É através do diálogo entre eles que o choque entre essa escola de artistas e a europeia vem à tona. Tradicionalmente, pintores turcos não deixavam identificação alguma em suas obras. Ao pintarem heróis, guerras, amantes e datas festivas, buscavam "as lembranças de Alá com o fim de ver o mundo tal como Ele ô vê”. Não se devia, pois, procurar a individualidade. "Estilo é erro", garante um ilustrador, que completa: "A pintura é uma homenagem à riqueza da vida dos homens, ao amor, as cores do mundo tal qual Alá o criou e exorta-nos à piedade e reflexão. A identidade do miniaturista não importa".

Em conversa com Negro, outro artista lamenta que "a paixão pelo estilo, pelas assinaturas, chegou até nós vinda do Oriente, por obra de certos infelizes mestres chineses corrompidos pela influência dos europeus e de suas imagens, que lhes foram levadas do Ocidente pelos padres jesuítas". O choque ao conhecer a cultura ocidental é relembrado por Tio Efêndi, que, como embaixador do sultão, conhecera pouco tempo antes a Europa. O mestre recorda seu espanto ao ver a "epidemia" de retratos de monarcas, nobres e demais membros da elite, todos precisamente pintados com "rostos únicos, sem nenhuma parecença", distinguíveis em uma multidão. “Testemunhos de vida e símbolo de poder e dinheiro, a fim de proclamar sua individualidade", afirma.

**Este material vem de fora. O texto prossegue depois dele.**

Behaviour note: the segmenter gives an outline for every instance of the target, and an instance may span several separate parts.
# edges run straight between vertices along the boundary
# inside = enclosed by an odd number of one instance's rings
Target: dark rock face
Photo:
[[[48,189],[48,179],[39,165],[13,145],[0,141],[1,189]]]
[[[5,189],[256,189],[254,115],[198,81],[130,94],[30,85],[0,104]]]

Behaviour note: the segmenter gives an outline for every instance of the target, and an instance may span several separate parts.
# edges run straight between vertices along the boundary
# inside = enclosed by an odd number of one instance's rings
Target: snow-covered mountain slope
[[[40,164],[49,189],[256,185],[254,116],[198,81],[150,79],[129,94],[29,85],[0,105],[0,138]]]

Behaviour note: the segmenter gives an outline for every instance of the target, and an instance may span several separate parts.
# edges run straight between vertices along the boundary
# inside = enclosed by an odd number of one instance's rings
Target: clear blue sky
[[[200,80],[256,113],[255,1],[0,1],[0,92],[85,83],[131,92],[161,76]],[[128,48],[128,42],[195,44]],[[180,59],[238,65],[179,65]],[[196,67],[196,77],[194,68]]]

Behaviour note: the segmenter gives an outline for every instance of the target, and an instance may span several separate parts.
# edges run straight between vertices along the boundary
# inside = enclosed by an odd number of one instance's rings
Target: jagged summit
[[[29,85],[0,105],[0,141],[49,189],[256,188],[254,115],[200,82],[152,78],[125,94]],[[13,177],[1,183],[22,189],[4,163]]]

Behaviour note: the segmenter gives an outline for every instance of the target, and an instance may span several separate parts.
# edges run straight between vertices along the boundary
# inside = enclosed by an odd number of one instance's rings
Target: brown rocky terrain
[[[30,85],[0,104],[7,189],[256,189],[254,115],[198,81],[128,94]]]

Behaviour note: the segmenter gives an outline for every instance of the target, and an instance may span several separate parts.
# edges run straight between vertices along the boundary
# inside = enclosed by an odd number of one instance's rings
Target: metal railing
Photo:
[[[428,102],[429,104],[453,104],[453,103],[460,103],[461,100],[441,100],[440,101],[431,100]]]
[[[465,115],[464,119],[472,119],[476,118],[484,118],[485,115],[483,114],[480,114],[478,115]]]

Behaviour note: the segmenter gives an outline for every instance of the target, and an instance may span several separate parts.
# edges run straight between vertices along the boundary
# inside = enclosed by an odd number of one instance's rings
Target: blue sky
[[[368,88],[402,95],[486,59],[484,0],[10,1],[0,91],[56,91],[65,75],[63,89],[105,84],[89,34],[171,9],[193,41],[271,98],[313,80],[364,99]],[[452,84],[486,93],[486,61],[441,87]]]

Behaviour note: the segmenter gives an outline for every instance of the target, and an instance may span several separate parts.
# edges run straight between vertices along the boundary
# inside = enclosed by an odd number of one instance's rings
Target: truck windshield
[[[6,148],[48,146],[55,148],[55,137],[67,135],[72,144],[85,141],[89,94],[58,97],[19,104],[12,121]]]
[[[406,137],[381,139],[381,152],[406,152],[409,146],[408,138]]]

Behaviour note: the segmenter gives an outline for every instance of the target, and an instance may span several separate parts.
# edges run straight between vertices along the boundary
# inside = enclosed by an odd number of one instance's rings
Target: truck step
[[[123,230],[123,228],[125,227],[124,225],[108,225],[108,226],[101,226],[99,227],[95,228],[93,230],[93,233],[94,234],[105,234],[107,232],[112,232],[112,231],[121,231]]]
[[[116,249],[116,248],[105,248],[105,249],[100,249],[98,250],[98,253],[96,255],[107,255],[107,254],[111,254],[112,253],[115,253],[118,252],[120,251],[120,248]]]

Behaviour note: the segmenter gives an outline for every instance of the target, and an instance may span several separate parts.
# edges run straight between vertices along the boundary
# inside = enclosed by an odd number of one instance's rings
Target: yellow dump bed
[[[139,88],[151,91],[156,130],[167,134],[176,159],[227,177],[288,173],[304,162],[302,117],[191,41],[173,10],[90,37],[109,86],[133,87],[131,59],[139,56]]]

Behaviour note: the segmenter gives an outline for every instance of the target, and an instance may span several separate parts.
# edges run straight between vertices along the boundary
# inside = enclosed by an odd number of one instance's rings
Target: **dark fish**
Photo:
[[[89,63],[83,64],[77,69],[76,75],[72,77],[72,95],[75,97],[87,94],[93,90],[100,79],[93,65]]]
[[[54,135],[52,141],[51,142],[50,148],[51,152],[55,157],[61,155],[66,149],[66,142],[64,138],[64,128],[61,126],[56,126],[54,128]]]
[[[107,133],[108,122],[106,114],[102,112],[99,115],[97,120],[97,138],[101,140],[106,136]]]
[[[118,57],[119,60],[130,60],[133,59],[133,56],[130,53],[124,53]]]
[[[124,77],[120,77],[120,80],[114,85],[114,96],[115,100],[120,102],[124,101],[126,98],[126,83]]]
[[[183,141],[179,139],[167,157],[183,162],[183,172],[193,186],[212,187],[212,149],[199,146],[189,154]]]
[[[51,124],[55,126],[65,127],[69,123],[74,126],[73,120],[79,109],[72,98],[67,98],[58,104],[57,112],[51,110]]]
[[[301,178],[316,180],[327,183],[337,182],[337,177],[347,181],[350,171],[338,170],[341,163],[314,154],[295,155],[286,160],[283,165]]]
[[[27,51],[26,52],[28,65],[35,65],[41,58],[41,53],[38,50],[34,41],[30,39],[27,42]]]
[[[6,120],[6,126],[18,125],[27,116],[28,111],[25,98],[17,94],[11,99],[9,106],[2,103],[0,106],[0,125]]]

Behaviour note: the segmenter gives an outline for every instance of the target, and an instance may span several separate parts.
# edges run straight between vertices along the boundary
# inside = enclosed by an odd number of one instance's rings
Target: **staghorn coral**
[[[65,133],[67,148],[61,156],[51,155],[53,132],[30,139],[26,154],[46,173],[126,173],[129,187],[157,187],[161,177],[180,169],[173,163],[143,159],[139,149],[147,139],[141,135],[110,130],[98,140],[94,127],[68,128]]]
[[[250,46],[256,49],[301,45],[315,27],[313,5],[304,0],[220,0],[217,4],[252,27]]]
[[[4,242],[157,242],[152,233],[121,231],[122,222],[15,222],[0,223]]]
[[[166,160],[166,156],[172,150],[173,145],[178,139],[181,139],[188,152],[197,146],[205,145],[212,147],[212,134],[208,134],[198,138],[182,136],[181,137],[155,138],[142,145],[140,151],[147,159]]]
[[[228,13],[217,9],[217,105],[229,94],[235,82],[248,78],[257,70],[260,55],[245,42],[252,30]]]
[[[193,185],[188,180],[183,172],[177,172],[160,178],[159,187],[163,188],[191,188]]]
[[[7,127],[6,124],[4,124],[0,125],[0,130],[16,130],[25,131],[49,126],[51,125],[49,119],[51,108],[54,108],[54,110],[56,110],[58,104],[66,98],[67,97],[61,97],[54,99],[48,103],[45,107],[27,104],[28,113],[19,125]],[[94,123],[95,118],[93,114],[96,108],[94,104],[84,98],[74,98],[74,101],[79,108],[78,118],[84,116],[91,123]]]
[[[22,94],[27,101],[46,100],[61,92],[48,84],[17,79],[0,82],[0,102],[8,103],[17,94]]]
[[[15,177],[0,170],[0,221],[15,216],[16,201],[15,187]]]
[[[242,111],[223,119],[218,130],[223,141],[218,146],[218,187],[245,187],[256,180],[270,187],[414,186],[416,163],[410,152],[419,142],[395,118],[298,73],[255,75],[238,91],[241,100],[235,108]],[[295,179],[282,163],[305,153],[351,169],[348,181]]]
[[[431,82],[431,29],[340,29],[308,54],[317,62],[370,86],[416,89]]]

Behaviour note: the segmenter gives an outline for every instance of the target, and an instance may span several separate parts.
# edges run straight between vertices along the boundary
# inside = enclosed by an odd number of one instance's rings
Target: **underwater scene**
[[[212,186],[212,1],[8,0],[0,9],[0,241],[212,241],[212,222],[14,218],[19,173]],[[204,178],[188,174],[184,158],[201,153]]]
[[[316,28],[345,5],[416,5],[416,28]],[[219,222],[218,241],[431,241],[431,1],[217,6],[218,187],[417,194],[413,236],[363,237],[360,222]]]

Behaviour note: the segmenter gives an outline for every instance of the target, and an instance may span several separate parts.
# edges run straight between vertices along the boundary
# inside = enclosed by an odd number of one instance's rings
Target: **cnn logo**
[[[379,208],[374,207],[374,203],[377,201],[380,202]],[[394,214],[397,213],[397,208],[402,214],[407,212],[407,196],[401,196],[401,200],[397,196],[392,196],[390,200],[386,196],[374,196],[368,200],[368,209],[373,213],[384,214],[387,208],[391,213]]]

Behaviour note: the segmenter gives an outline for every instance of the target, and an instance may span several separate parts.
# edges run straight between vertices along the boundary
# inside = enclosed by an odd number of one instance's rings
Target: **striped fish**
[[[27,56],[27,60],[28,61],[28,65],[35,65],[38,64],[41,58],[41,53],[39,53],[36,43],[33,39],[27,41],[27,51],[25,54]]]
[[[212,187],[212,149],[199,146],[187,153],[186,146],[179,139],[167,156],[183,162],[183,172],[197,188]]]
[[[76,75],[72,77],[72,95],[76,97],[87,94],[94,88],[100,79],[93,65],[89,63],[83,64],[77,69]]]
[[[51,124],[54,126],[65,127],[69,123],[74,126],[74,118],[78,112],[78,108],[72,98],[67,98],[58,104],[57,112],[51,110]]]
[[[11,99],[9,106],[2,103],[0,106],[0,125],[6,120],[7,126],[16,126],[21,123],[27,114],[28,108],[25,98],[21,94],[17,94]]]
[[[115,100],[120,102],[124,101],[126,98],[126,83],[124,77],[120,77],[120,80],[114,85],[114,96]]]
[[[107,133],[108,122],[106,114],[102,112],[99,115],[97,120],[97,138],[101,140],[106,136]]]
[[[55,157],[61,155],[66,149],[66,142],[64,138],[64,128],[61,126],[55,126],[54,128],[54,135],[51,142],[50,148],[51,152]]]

A paixão pelo retrato, portanto, "acarretaria o fim da pintura do Islã, a pintura cujos modelos perfeitos e irretocáveis haviam sido estabelecidos pelos antigos mestres de Herat [cidade localizada no hoje Afeganistão]". Afinal, o "infiel" pinta a realidade, e o muçulmano, sua interpretação dela. “Pintores europeus medíocres pintam cavalos olhando para cavalos verdadeiros”, desdenha um dos ilustradores. "Mesmo assim é uma representação do que ele viu, gravada na sua memoria nesse piscar de olhos", ressalta enquanto discorre sobre a importância do tempo e da memória para a arte. 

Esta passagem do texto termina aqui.